The European Parliament decided to grant discharge to the Director of the European Institute of Innovation and Technology (EIT) in respect of the implementation of the Institute’s budget for the financial year 2015.

The vote on the decision on discharge covers the closure of the accounts (in accordance with Annex IV, Article 5 (1) (a) to Parliament’s Rules of Procedure).

Noting that the Court of Auditors has stated that it has obtained reasonable assurances that the Institute’s annual accounts for the financial year 2015 are reliable and that the underlying transactions are legal and regular, Parliament adopted by 503 votes to 108 with 13 abstentions, a resolution containing a series of recommendations, which form an integral part of the decision on discharge and which add to the general recommendations set out in the resolution on performance, financial management and control of EU agencies.

These recommendations may be summarised as follows:

  • Qualified opinion on the legality and regularity of the underlying transactions: Parliament recalled that the Union contribution to the Institute’s budget in the 2014 to 2020 financial period is provided under the financial envelope of the Horizon 2020. According the Institute’s former financial rules (repealed with effect from 1 January 2014), the threshold for a flat rate reimbursement of indirect costs for non-profit public bodies, higher education establishments, research organisations or SMEs could have been raised to 40 %. Parliament noted that the Institute, in its 2014 grant agreements signed in February 2014, provided for a 40 % flat rate reimbursement of indirect eligible costs contrary to the Horizon 2020 rules already in force at the time. Horizon 2020 did not apply to the Institute and the Court therefore identified those reimbursements as irregular. Errors were also found as a result of ex-post verification of a sample of 2015 grant transactions.
  • Institute’s financial statements: the final budget of the Institute for the financial year 2015 was EUR 266 566 618, representing an increase of 14.35 % compared to 2014.

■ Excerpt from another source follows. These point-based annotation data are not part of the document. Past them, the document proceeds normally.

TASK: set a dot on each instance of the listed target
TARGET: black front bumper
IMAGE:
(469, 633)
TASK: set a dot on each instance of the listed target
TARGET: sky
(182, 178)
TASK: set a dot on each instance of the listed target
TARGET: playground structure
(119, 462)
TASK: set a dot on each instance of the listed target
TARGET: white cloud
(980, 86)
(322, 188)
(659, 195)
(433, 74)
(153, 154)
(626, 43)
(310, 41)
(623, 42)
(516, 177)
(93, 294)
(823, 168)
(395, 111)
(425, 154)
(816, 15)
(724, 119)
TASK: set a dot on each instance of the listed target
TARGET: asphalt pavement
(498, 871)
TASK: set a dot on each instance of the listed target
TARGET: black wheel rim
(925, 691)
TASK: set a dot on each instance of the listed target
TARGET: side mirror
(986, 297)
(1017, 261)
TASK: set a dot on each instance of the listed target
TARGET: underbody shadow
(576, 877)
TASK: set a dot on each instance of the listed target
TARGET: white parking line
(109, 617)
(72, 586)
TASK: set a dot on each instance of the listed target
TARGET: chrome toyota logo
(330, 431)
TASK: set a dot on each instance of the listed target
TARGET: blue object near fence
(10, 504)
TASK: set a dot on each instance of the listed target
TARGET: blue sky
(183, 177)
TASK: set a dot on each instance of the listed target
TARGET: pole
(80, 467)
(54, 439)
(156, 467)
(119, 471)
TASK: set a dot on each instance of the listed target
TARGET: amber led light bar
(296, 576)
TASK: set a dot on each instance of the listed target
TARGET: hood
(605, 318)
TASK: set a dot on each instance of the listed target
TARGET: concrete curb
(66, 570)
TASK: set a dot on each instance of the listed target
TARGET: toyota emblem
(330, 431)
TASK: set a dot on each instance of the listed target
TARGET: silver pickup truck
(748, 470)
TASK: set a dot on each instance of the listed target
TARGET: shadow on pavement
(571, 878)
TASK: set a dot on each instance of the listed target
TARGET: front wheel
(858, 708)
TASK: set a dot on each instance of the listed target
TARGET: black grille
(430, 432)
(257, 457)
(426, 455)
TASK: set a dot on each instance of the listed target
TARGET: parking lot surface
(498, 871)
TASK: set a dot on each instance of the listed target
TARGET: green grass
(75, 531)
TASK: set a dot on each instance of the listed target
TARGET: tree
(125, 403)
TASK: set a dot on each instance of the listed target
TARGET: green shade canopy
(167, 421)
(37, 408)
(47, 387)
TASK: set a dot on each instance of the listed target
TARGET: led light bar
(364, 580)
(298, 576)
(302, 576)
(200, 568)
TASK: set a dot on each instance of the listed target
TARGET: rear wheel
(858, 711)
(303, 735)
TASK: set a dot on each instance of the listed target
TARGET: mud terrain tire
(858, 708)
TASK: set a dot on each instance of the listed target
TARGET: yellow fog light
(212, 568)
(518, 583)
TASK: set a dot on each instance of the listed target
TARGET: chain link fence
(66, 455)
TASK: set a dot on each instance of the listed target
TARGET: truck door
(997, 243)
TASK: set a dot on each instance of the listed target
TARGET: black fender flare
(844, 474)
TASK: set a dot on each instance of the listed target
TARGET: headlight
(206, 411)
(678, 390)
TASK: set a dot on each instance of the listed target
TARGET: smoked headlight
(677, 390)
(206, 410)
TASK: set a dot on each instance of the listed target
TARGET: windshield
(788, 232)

Parliament also made a series of observations regarding budgetary and financial management, commitment and carry-overs, procurement and recruitment procedures, the prevention and management of conflicts of interests and internal audits and controls.

It noted that the original target set by the Commission for the Institute to obtain financial autonomy was 2010. However, the Institute obtained partial financial autonomy in June 2011, on the condition of continued ex-ante approval of grant related transactions and of procurements above EUR 60 000.

It also noted that the Institute requested the Commission to re-launch the process leading to full financial autonomy and that the Commission set out the roadmap and timetable of the process in May 2016. The Commission’s financial autonomy assessment is expected in the first half of 2017. The Institute hopes that full financial autonomy will be granted before the end of 2016 and asked that it reports to the discharge authority on developments related to this matter.

European visibility: lastly, Parliament noted with concern that general visibility of the Institute is low and some of the KIC partners are not aware of their affiliation with the Institute; calls for better visibility and promotion of the Institute brand as a unique innovation community. It welcomed the recent success in listing 18 Institute community members in the Forbes 30 under 30 list, featuring Europe’s best young innovators and entrepreneurs.